Erica Heinsen-Roach is a researcher for the AHA’s Remote Teaching Project, part of the NEH CARES grant-funded project, “Confronting a Pandemic: Historians and COVID-19.” Erica earned her BA and MA in History at the University of Amsterdam and completed a PhD in History at the University of Miami. For the past seven years she has taught at the University of South Florida St. Petersburg. Her research publications include a monograph on Dutch-North African diplomacy in the early modern Mediterranean and articles on the relationship between captivity, redemption, and diplomacy. Her next book project focuses on human rights and captivity in the early modern Mediterranean.
Suzanne Litrel is a researcher for the AHA’s Remote Teaching Project, part of the NEH CARES grant-funded project, “Confronting a Pandemic: Historians and COVID-19.” Suzanne earned her BA in Economics and MA in Chinese Studies from the University of Michigan. She holds permanent certification to teach secondary school social studies in New York, where she taught public high school for fourteen years.
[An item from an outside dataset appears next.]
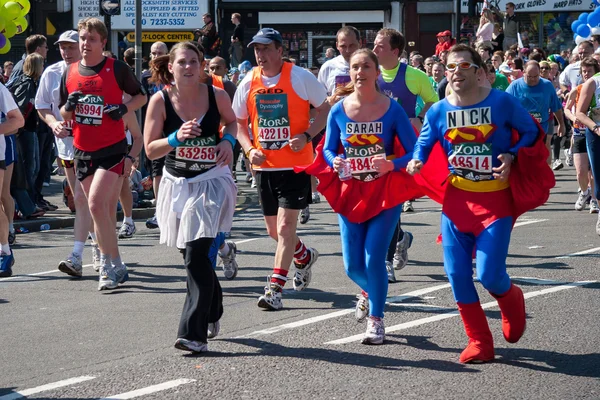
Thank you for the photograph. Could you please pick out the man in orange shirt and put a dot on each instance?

Upon her family’s relocation to Georgia, Suzanne returned to graduate school and completed a PhD in History at Georgia State University. She continues to research and write on the Portuguese reaction to the seventeenth-century Dutch challenge for Brazil.
Marketus Presswood is a researcher for the AHA’s Remote Teaching Project, part of the NEH CARES grant-funded project, “Confronting a Pandemic: Historians and COVID-19.” Marketus earned his BA in History at Morehouse College and his MA in International Public Service from DePaul University. He completed a PhD in History at the University of California-Irvine. His research focuses on the transnational history of the African Diaspora and East Asia, Pan-Africanism, Black Internationalism, African-American History and Global Jazz Studies.